Central Europe's Aristocrats Want Ancestral Fortunes Back
July 29, 2006Despite some notable successes, including the recent return of a Romanian fortress known as Dracula's castle to a descendant of the Habsburg dynasty that once ruled Austria-Hungary, aristocrats often see their ambitions to get ancestral property back thwarted by lengthy legal wrangling, vested interests or hostile public opinion.
In Poland, 16 years after the end of communism, blue-blooded claimants whom the state once regarded as class enemies are still waiting for a restitution law that would allow them to recover their ancestral fortunes.
Poland is the only post-communist country in the region that has not passed a restitution or compensation law to redress the "plunder perpetrated by the state on its citizens," according to Miroslaw Szypowski, president of the Polish Union of Property Owners.
But some aristocrats are not deterred.
Palace-turned-embassy
In early July, Duke Albert Czetwertynski, his family and dozens of supporters staged an angry demonstration in front of the United States embassy in Warsaw, demanding the return of a site they claim was stolen from them.
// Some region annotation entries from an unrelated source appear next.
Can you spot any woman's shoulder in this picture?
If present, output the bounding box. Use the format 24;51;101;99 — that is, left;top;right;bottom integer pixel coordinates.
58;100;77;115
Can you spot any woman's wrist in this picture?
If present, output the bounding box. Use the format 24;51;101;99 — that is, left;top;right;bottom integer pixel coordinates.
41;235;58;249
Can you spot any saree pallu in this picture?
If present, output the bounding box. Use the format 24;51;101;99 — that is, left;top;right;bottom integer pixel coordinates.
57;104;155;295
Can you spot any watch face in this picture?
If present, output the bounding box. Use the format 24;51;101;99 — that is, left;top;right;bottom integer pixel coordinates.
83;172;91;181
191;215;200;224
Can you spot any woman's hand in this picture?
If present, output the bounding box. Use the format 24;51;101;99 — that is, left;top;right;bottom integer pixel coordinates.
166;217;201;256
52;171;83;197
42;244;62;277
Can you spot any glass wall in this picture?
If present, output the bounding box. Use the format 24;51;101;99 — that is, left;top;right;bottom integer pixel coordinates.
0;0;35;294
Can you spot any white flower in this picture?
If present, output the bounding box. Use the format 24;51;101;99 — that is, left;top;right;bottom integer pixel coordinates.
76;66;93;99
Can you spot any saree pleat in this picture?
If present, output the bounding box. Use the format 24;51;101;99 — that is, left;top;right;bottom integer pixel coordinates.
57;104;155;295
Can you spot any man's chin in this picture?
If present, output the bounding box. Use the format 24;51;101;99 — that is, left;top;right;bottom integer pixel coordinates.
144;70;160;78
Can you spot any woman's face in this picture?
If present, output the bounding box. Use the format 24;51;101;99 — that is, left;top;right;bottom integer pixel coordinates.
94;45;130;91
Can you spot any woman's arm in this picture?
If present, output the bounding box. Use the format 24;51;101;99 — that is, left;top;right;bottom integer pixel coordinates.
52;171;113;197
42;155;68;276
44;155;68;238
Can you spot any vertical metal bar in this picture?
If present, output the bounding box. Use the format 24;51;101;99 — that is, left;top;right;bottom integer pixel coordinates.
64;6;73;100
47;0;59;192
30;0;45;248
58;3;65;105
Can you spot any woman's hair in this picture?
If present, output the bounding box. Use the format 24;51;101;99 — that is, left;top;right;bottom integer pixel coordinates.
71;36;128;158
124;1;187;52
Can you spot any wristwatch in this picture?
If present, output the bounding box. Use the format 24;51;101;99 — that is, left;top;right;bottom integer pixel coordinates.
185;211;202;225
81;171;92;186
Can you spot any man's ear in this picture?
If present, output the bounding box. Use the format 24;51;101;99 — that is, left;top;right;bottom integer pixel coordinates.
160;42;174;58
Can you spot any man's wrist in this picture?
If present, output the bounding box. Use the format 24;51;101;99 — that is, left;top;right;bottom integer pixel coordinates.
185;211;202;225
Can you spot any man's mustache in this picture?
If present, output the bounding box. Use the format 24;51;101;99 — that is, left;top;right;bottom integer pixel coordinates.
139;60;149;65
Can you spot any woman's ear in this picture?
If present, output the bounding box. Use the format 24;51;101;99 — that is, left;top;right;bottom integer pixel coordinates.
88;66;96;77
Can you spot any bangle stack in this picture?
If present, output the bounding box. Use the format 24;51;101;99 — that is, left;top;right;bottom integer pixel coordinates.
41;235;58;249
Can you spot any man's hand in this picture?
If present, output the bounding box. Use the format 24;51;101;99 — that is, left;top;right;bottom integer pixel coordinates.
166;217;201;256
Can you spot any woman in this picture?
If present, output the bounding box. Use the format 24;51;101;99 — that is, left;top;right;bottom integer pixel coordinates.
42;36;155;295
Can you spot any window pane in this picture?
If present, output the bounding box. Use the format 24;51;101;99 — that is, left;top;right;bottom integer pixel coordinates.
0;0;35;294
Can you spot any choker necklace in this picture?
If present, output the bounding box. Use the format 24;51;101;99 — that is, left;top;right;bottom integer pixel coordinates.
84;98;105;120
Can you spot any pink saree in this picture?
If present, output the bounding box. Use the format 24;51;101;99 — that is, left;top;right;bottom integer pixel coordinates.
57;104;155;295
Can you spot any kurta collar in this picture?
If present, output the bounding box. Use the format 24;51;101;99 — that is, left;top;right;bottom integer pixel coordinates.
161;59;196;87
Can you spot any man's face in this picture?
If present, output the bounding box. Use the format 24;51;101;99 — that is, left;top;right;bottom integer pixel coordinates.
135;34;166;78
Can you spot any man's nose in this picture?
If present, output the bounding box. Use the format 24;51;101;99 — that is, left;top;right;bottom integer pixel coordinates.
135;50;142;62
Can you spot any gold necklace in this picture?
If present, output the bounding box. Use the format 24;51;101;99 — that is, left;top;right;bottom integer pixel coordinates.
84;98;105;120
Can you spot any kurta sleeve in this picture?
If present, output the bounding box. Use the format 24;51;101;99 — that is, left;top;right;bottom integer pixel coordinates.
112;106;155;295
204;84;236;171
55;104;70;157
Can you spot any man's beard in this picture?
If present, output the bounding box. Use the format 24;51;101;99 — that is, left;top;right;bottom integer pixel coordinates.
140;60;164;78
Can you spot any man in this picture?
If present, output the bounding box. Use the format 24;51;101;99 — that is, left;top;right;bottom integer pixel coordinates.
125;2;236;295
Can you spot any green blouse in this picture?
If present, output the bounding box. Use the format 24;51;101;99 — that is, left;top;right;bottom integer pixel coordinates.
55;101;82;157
The plot of land in the heart of the Polish capital that now houses the embassy once boasted a 19th-century palace belonging to the Czetwertynskis.
It was torn down in the 1950s after the communist authorities arrested Czetwertynski's father, accused him of spying for America and confiscated his property. The site was then acquired by the United States.
According to Szypowski, less than 40 percent of the Polish public are in favor of re-privatizing nationalized property, down from 60 to 75 percent in the early 1990s.
While claimants from prosperous middle class families find it tough to regain previous possessions, for aristocrats it's even harder, Szypowski said.
"People say, 'Why should property be returned to some count who lives in a palace, while we live in an apartment measuring 30 square meters (320 square feet),'" he added.
Dracula's castle
The only way Polish claimants can regain former belongings is to prove the communists seized property in violation of laws in force at the time, which allowed land holdings larger than 50 hectares (125 acres) to be nationalized, Szypowski said.
"But that's difficult," he said. "There were not many such cases."
In Romania, 90 percent of some 128,000 attempts at claiming back confiscated property have failed to produce results so far. But some strike it lucky.
One famous case is Bran Castle, a brooding fortress known popularly as Dracula's castle through association with the fictitious vampire.
In May, 58 years after communist rulers confiscated it, the castle -- one of the country's biggest tourist money-spinners -- was restored to its rightful owner, New York architect Dominic von Habsburg, the 68-year-old grandson of former Queen Marie of Romania and son of the Habsburg dynasty scion Anton, Archduke of Austria.
"It is with great emotion that I find myself again at this castle of my childhood," Habsburg told people at a ceremony in Bran, recalling his flight nearly six decades earlier when his family was driven out by the communists. "I have never been back to Romania since, till now."
Some compensation
In neighboring Bulgaria, former monarch Simeon Saxe-Coburg, who fled his homeland as a child in 1946 after communists took over and who returned from exile five years ago to become prime minister from 2001 to 2005, now lives in Vrania Palace in Sofia.
He is a beneficiary of a decision by the constitutional court in 1998, allowing restitution of nationalized royal property.
Hungary, meanwhile, in 1991 became the first post-communist country in the region to pass laws on partial compensation for expropriated property, according to the state compensation agency.
There were 817,811 claims submitted for compensation of property taken away during communism, and 58.5 billion forints (207 million euros, $66 million) was paid out, followed by a second wave of pay-outs in 1994.
In the Czech Republic, Argentinian-born Frantisek Oldrich Kinsky has since 2003 been pressing around 150 separate legal demands for the return of his noble family's estates and property, many of them cultural landmarks.
But Czech claimants also face complications. Cases involving aristocrats are often tangled up with controversial decrees passed in 1946 under which some three million ethnic Germans were expelled from Czechoslovakia and had their property seized.
Many blue-blooded dynasties who owned property here have German branches in their family trees.
Families frequently try to prove estates were wrongly confiscated because they were Czechoslovak citizens, or that they opposed the country's wartime Nazi occupiers -- which would make them exempt from the never-repealed decrees.